Maybe it was Zanzibar’s baking heat which made it too hot to mosh, but this year’s festival crowd was, for the most part, a little subdued. While the bands worked their talented socks off, the audience only managed some toe-tapping and neck-nodding – an odd sight in Africa, a place where if there’s music, there’s dancing.
All was not lost, though, as Zimbabwe’s Flying Bantu took to the stage on the Saturday night (above). Suited and booted in colourful kimonos and smart eyelet-studded jackets (all made by the 12-year-old Zimbabwean design prodigy, Evelyn Mubochwa) the five-piece act from Victoria Falls finally got the crowd going, the band’s glorious Afrofusion sound bouncing off the battlements buoyed by a raucous contingent of joyful fans from Zimbabwe.
We last saw Flying Bantu play live just before Covid took away our nights out and stopped rising stars in their tracks.

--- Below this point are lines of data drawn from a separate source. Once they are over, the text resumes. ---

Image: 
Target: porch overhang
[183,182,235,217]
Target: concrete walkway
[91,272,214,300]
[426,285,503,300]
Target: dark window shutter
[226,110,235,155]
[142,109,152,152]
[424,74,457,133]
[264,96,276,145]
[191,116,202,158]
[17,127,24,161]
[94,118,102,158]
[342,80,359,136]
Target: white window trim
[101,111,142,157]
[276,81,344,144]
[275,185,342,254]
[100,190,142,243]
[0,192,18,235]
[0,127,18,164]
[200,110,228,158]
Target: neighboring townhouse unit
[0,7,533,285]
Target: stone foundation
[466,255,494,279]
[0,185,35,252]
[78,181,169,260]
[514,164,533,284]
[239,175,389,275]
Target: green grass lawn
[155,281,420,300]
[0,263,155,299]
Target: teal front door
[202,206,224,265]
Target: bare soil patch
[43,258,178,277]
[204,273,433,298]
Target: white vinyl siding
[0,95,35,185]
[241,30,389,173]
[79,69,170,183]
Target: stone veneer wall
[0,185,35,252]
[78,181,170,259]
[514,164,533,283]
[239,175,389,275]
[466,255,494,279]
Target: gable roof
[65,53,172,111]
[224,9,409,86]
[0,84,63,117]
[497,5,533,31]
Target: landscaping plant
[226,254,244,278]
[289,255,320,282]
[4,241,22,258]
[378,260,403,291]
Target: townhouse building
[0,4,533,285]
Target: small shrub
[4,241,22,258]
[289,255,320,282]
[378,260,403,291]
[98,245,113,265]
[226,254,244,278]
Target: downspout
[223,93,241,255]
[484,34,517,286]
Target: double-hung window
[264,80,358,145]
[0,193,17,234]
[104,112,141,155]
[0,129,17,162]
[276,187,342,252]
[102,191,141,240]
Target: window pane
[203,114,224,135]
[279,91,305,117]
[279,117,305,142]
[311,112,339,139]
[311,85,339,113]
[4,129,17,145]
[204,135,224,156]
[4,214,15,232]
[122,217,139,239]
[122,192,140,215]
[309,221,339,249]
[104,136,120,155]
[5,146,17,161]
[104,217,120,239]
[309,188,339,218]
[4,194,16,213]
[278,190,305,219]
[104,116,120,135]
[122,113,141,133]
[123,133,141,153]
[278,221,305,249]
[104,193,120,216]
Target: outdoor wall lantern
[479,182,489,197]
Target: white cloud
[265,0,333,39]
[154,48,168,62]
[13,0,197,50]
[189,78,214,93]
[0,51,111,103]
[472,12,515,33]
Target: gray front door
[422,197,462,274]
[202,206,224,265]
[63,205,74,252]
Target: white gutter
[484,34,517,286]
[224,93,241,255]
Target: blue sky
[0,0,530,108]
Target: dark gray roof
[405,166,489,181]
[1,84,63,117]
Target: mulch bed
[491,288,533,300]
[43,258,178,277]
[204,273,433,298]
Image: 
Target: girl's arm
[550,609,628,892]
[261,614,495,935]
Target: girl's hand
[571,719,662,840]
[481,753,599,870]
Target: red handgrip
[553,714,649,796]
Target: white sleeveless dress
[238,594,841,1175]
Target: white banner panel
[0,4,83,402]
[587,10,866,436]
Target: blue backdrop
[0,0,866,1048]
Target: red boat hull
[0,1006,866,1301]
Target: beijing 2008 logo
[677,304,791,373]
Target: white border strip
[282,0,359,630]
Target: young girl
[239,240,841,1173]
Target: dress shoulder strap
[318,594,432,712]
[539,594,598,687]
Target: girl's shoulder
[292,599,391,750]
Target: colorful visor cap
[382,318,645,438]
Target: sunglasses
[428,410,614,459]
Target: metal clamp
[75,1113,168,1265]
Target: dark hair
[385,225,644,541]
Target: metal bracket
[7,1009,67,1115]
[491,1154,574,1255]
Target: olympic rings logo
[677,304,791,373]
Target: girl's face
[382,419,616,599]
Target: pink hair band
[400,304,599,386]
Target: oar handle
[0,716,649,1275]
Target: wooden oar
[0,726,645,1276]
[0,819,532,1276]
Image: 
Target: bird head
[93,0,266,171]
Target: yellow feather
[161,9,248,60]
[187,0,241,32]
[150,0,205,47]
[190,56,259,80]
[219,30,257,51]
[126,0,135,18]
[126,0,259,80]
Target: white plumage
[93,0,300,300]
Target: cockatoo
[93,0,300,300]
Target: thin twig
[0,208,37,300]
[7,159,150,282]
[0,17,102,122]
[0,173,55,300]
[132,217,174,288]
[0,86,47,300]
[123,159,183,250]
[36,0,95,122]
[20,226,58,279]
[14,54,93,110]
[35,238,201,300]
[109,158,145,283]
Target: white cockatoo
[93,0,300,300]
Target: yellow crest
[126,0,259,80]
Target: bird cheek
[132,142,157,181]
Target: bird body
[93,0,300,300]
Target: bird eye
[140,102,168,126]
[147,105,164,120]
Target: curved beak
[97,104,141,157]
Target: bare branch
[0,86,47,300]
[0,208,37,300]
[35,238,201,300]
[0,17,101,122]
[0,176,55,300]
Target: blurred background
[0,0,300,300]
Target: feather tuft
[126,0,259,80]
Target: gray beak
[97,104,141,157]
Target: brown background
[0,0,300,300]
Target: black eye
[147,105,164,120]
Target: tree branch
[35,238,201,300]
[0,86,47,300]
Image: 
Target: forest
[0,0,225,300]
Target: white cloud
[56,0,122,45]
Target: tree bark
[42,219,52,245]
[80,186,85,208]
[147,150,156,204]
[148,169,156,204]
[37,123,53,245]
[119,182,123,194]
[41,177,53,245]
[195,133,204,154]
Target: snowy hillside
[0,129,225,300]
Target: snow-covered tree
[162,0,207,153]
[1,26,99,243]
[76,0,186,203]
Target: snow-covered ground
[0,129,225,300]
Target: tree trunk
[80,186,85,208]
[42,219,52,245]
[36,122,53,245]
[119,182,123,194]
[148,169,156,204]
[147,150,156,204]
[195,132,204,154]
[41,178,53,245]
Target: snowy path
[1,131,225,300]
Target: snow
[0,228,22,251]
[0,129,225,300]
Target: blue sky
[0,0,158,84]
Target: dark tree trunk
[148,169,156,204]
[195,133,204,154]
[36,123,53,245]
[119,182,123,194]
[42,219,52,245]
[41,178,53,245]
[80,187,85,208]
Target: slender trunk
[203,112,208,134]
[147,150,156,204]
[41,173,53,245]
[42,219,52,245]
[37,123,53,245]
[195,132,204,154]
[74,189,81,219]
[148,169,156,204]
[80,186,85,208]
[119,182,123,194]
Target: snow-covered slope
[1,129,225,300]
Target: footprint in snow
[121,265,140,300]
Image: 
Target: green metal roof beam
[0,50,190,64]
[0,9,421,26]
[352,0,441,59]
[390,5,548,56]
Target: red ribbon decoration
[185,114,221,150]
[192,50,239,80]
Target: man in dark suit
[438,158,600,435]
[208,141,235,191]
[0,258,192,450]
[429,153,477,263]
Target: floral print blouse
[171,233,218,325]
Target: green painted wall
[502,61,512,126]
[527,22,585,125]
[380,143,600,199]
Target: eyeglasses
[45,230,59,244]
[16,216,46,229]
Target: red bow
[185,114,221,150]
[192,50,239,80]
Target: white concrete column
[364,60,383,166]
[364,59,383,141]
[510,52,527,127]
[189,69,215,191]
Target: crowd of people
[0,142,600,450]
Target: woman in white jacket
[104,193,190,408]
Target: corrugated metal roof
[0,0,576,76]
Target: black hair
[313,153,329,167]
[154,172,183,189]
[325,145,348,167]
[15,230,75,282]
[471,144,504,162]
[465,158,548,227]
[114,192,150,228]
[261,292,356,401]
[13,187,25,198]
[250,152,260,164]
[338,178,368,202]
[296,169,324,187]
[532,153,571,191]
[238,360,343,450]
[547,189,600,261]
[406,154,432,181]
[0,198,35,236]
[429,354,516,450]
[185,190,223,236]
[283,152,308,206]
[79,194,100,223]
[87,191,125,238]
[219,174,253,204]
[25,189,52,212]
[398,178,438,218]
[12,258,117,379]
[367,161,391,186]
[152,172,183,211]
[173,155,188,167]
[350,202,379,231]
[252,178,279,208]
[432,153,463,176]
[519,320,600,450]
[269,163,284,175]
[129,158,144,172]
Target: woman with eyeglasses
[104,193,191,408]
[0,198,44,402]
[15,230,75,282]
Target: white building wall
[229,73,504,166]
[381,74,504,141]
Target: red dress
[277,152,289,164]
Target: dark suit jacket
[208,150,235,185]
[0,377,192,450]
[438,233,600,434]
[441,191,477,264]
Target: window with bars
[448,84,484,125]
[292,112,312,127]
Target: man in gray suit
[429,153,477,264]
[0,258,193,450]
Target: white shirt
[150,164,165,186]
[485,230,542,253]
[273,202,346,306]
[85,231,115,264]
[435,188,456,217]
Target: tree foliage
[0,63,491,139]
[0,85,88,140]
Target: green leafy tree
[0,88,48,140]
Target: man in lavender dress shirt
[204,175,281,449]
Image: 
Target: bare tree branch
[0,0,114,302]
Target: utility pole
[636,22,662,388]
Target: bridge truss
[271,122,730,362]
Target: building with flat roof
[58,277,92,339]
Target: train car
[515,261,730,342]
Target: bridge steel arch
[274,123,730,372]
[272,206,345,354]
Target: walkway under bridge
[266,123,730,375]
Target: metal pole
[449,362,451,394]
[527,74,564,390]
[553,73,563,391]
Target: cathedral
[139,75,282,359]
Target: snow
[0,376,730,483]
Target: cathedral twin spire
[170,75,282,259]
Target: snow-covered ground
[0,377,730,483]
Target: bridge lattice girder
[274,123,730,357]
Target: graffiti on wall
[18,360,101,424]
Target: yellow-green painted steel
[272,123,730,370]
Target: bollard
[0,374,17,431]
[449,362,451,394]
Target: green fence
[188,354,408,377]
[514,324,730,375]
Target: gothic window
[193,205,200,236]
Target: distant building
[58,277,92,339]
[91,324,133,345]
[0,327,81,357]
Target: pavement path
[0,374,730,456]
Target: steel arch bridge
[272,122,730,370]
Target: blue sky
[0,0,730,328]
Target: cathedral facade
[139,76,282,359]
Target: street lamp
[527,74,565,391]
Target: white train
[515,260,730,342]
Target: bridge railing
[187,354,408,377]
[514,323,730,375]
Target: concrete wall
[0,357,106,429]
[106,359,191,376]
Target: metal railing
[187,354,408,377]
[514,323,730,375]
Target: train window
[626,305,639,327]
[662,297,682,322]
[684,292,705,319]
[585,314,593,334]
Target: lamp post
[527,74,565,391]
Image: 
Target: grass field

In 2019 the band was on the ascendant; its newly released album Ceasefire had won wide acclaim, and its track “Sunshine City” had taken the prize for Most Outstanding Music Video at Zimbabwe’s National Arts Merit Awards. But then that most cruel twist of fate, Covid, shut down the world.
So many hopes and dreams were lost during the Covid years – young, brilliant talents immobilised by lockdowns and face masks and fear. But Flying Bantu hunkered down, waiting it out, refusing to be silenced by circumstance. They jammed, they wrote, they developed and most importantly, they polished themselves into the tight act that blew the roof off the Zanzibar festival.
‘EVEN THOUGH WE SING ABOUT DARK STUFF, THERE’S
A SENSE OF JOY TOO’
Their new album Feja Feja will be released later this year, its title track a nod to the street gambling game that’s emptied many a man’s wallet, and a reference to the wearying, on-the-hoof decision-making that is life in Zimbabwe.
“This album speaks of the mood of disenfranchisement that we all feel,” says Flying Bantu frontman Nash. “But it doesn’t sound like we’re moaning, we’re just trying to express our emotions through our music.”
“This album also reflects the sentiments of loss that we all experienced during Covid – the feeling of missing someone and mourning the loss of the life that we led before,” says Nash. “Loss is an emotion, and we need to celebrate all of our emotions, even the sadder ones,” he continues. “So even though there are darker themes to this album, there’s a real sense of joy to it too.”
There is a lot of joy ahead for this talented band: a successful tour of South Africa earlier this year has paved the way for appearances at key festivals in Zimbabwe and across the continent in 2024. With the release of the brilliant Feja Feja, it’s clear that Flying Bantu has found its wings.